Republican senators are inching toward working on a broad immigration overhaul with their Democratic colleagues, a sign that the window of opportunity to address the issue could again be cracking open, at least in the Senate.
The opening comes as President Barack Obama has been making increasingly forceful statements about his desire for Congress to pass a sweeping immigration bill.
“My expectation is that we get a bill introduced and we begin the process in Congress very soon after my inauguration,” Obama said at his press conference Wednesday.
“Before the election ... I predicted that the Latino vote was going to be strong, and that that would cause some reflection on the part of Republicans about their position on immigration reform,” the president said. “I think we’re starting to see that already. We need to seize the moment.”
Almost three-quarters of Hispanic voters supported Obama’s re-election, with a higher percentage backing the president in some swing states such as Colorado. Republicans in Congress have subsequently started talking about the need for an immigration overhaul.
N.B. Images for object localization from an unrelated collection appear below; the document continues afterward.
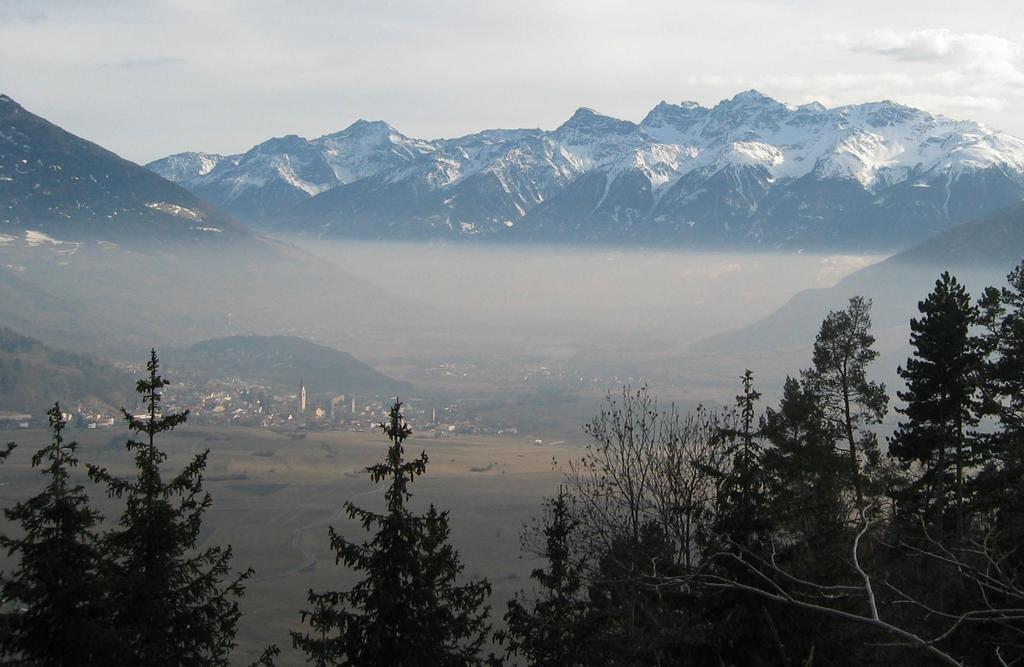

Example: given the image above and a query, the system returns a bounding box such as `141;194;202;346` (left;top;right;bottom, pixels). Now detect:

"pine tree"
979;263;1024;419
0;404;110;666
292;399;493;666
88;350;252;667
890;272;979;542
714;370;769;544
758;378;857;662
700;371;788;666
761;377;847;542
583;521;690;665
974;262;1024;569
502;490;590;667
802;296;888;507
“I think most of them are convinced,” said Sen. John McCain, R-Ariz., who led the last major congressional push to overhaul immigration, which collapsed in 2007. “We’ve got to get the issue resolved.”
Sen. Orrin G. Hatch, R-Utah, also said Wednesday that he thinks the time is right to bring up immigration again.
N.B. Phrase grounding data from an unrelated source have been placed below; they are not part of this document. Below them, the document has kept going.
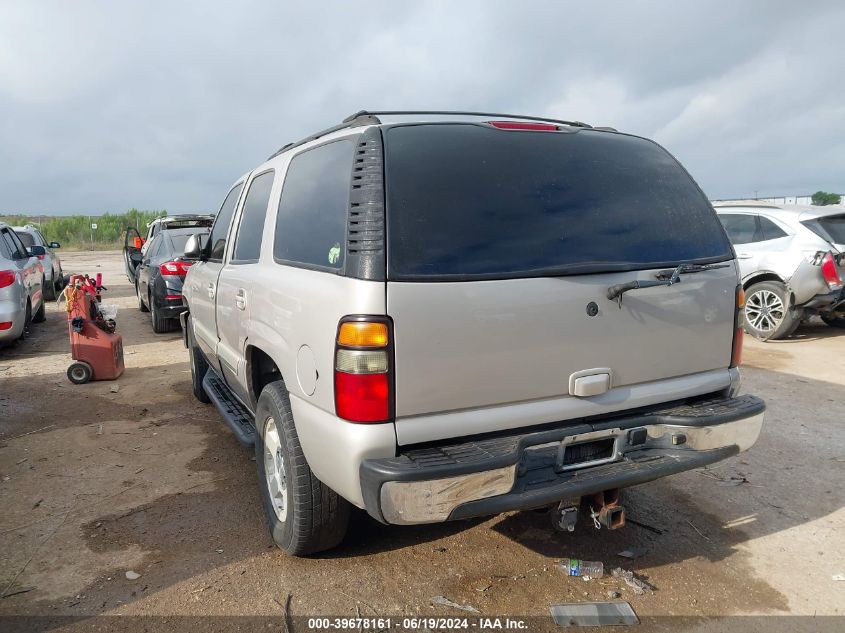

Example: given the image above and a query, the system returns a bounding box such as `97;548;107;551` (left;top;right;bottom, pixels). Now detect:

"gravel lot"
1;251;843;630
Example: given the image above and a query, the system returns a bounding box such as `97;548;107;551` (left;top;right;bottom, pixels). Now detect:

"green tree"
811;191;842;206
0;210;166;249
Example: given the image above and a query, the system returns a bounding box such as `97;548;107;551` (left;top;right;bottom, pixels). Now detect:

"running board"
202;369;255;447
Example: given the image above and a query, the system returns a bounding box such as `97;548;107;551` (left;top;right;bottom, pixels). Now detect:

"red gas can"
64;275;124;384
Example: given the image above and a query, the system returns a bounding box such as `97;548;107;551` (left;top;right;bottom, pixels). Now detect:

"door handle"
207;283;215;300
736;253;753;260
235;288;246;310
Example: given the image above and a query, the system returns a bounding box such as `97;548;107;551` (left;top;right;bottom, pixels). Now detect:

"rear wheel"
187;317;210;403
20;300;32;340
32;294;46;323
255;380;350;555
43;275;56;301
150;292;173;333
821;313;845;328
744;281;799;341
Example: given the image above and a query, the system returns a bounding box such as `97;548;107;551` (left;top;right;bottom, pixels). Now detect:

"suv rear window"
384;124;732;280
806;214;845;244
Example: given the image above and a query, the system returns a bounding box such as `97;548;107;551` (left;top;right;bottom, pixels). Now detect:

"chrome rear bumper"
361;395;764;525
“I’ve always been empathetic toward them solving this problem,” Hatch said.
Democrats, delighted by the Republican change in tone, are vowing to make an aggressive push on the issue, which has traditionally been one of the most intractable in Congress.
Sen. Marco Rubio, R-Fla., said he would revive his effort to craft a proposal to give legal status to young people brought to the United States illegally as children and who know no other home. Democrats have backed the DREAM Act (HR 1842, S 952) to give such young people a direct path to citizenship, but Rubio’s version would not go that far, in order to pick up Republican support.
And Sen. Susan Collins, R-Maine, said this week that she could support a version of the DREAM Act, even if it included a path to citizenship.
“I believe that we should start with the DREAM Act bill,” Collins said Tuesday. “Children who are brought here through no fault of their own clearly should be treated differently from an adult who sneaked in across the border.”